You know a place is good when I forget that you’re actually in Egypt (No offence to my Egyptian friends … Cairo is well … Cairo). We debated about going to Europe instead – serious considering ignoring the advice of all of our friends in Europe who warned of rain, rain and more rain. But, as she has done so often, Mother Egypt sucked us back in. So we gave it another try. And thankfully we did.
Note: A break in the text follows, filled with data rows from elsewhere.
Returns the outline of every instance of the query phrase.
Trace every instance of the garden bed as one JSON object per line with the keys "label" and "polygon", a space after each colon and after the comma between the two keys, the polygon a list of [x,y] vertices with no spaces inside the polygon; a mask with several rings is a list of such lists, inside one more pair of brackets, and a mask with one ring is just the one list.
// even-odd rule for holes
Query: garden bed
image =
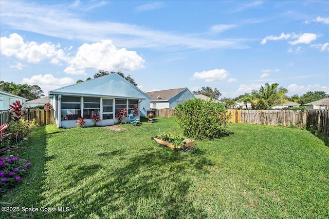
{"label": "garden bed", "polygon": [[161,139],[157,138],[155,137],[151,137],[152,140],[154,140],[155,142],[158,143],[160,145],[163,145],[167,147],[169,147],[175,150],[179,150],[182,151],[186,151],[188,150],[191,150],[194,147],[195,142],[191,139],[185,138],[183,142],[185,143],[184,146],[175,146],[172,143],[165,141],[161,140]]}

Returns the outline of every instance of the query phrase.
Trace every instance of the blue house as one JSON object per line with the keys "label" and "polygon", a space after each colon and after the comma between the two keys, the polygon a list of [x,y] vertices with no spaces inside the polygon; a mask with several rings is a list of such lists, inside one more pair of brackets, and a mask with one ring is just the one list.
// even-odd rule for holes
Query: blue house
{"label": "blue house", "polygon": [[[98,125],[102,126],[117,123],[115,114],[123,109],[133,114],[137,107],[134,116],[146,116],[151,99],[117,73],[51,90],[49,96],[57,126],[66,128],[77,127],[76,121],[80,116],[86,118],[86,126],[94,125],[91,118],[94,113],[99,115]],[[129,121],[126,118],[124,122]]]}
{"label": "blue house", "polygon": [[194,98],[194,96],[187,88],[159,90],[145,93],[151,97],[150,107],[151,109],[174,109],[177,104]]}

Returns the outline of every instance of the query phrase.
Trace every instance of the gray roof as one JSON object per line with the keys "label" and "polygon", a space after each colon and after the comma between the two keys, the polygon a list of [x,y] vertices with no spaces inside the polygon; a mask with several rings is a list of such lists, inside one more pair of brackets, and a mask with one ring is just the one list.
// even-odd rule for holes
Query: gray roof
{"label": "gray roof", "polygon": [[173,98],[187,88],[175,88],[145,93],[151,97],[151,101],[167,101]]}
{"label": "gray roof", "polygon": [[35,104],[46,104],[49,102],[49,98],[48,96],[45,96],[44,97],[39,98],[38,99],[32,99],[26,102],[27,103],[35,103]]}
{"label": "gray roof", "polygon": [[3,94],[6,94],[6,95],[8,95],[8,96],[13,96],[14,97],[20,98],[21,99],[23,99],[27,101],[27,99],[26,98],[17,96],[17,95],[13,94],[12,93],[8,93],[8,92],[5,91],[4,90],[0,90],[0,93],[2,93]]}
{"label": "gray roof", "polygon": [[303,106],[305,105],[329,105],[329,98],[324,98],[318,101],[314,101],[313,102],[308,103],[308,104],[304,104]]}

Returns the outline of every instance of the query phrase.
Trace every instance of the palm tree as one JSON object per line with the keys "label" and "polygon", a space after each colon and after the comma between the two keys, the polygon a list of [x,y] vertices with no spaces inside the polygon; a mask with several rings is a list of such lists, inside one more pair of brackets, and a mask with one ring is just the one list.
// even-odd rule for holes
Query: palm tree
{"label": "palm tree", "polygon": [[248,109],[248,103],[249,103],[251,105],[251,108],[254,109],[255,104],[254,102],[254,99],[255,97],[253,96],[253,95],[251,95],[248,93],[245,93],[244,95],[240,96],[240,98],[239,99],[239,101],[243,102],[244,105],[246,106],[246,108]]}
{"label": "palm tree", "polygon": [[278,104],[287,102],[285,94],[288,92],[286,88],[279,87],[279,84],[268,83],[261,86],[257,94],[255,102],[261,109],[269,109]]}

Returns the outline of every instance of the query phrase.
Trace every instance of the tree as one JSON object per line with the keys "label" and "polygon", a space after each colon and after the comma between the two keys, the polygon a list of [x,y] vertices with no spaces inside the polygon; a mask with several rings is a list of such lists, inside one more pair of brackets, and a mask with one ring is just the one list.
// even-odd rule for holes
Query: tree
{"label": "tree", "polygon": [[252,95],[245,93],[244,94],[241,95],[239,96],[239,101],[243,102],[244,104],[246,106],[246,109],[248,109],[248,104],[249,103],[251,105],[251,108],[254,109],[255,104],[253,101],[254,97]]}
{"label": "tree", "polygon": [[303,105],[327,97],[329,97],[329,94],[324,91],[307,91],[302,95],[298,103]]}
{"label": "tree", "polygon": [[124,79],[125,79],[126,80],[130,82],[134,86],[137,87],[137,85],[138,85],[137,84],[136,82],[135,82],[135,80],[134,80],[134,79],[130,76],[130,74],[129,74],[128,76],[126,77],[123,73],[120,72],[120,71],[118,71],[117,72],[116,72],[114,71],[111,71],[111,72],[108,72],[108,71],[105,71],[103,70],[99,70],[98,72],[94,75],[94,78],[96,78],[96,77],[101,77],[102,76],[107,75],[109,74],[114,74],[115,73],[117,73],[120,76],[121,76],[121,77],[123,77]]}
{"label": "tree", "polygon": [[260,109],[269,109],[278,104],[287,101],[285,94],[288,92],[286,88],[279,87],[279,84],[273,83],[270,85],[266,83],[261,86],[259,91],[254,92],[255,99],[253,100]]}
{"label": "tree", "polygon": [[38,85],[27,84],[16,84],[13,82],[0,82],[0,90],[12,94],[17,95],[28,100],[38,99],[43,96],[43,90]]}
{"label": "tree", "polygon": [[193,94],[203,94],[205,96],[208,96],[210,98],[218,100],[220,96],[222,96],[222,94],[220,91],[215,88],[213,90],[209,87],[203,87],[201,90],[198,90],[197,91],[193,91]]}
{"label": "tree", "polygon": [[94,75],[94,78],[96,78],[96,77],[101,77],[102,76],[107,75],[108,74],[109,74],[109,72],[107,71],[100,69],[97,73]]}
{"label": "tree", "polygon": [[184,134],[198,140],[219,138],[227,133],[230,116],[226,113],[221,103],[199,98],[185,101],[175,108]]}

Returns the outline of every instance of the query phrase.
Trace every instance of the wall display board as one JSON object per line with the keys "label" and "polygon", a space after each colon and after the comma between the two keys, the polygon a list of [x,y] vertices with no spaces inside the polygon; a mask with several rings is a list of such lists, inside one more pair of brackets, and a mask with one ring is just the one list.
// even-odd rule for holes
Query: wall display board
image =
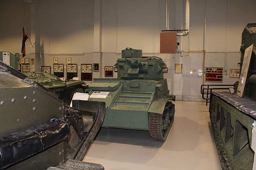
{"label": "wall display board", "polygon": [[182,74],[182,64],[175,64],[175,74]]}
{"label": "wall display board", "polygon": [[20,63],[22,64],[25,64],[25,59],[24,58],[22,58],[20,59]]}
{"label": "wall display board", "polygon": [[113,67],[105,66],[104,69],[105,77],[113,77]]}
{"label": "wall display board", "polygon": [[67,58],[67,64],[71,64],[71,57]]}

Alleyways and livelihoods...
Beyond the tourist trap of Khan Al Khalili, a famous bazaar district filled with rowdy shopkeepers and unimpressed street cats, the backstreets are numbered with winding maze-like alleyways from which foreigners tend to steer clear. The narrow, broken down roads, dishevelled looking characters and smells that I wouldn’t want my worst enemy to inhale may not seem so welcoming at first sight, but with the aid of a helpful young chap by the name of … you guessed it…Mohamed, the end-all be-all name for all Egyptian men that walk this earth, put on his tour guide hat and led us throughout the back alleys where people’s livelihoods are gained.
A full harbour
The remnants of power, greed, sacrifice, love - all inscribed skillfully, methodically along the eroding structures that remain of the ancients. We were one of the very few people touring the marvels of Aswan. While enjoying the incredible Roman-inspired columns of the Philae Temple and the delicious taste of freshly squeezed lemon juice, guilt does tend to creep in, considering the reality of the state that surrounds us. The tourist industry in Upper Egypt has plummeted so severely since the revolution. The livelihoods of the Aswanese, especially of the Nubian community heavily dependent on tourism as their main source of income, have eroded in such a sort span of time. It is no wonder that our tour guides were so happy to host us. As we zip through the waters of the southern Nile, we try to become more conscious of our surroundings. Beyond the stories carved into stone lasting multiple centuries, but of the resilience of those who keep the fire of hope burning, even when the harbour is full of boats.
The triple T's.
I call us the double T's. Typical Tourists (TT). Or maybe I should call us the triple T's? The Typical Tourists (TTT)? There were three of us there anyway. If you're in Cairo, how can you NOT become a triple T when the ancient pyramids of Giza are calling upon you? Time to get into our plaid shirts, put on our arabian turbans and gear up and all. Time to get our triple T's on! A few clips of our midday adventure that probably went on for a little too long. Slept like a baby that night. Traipsing in the desert for hours on end will do that to you! b.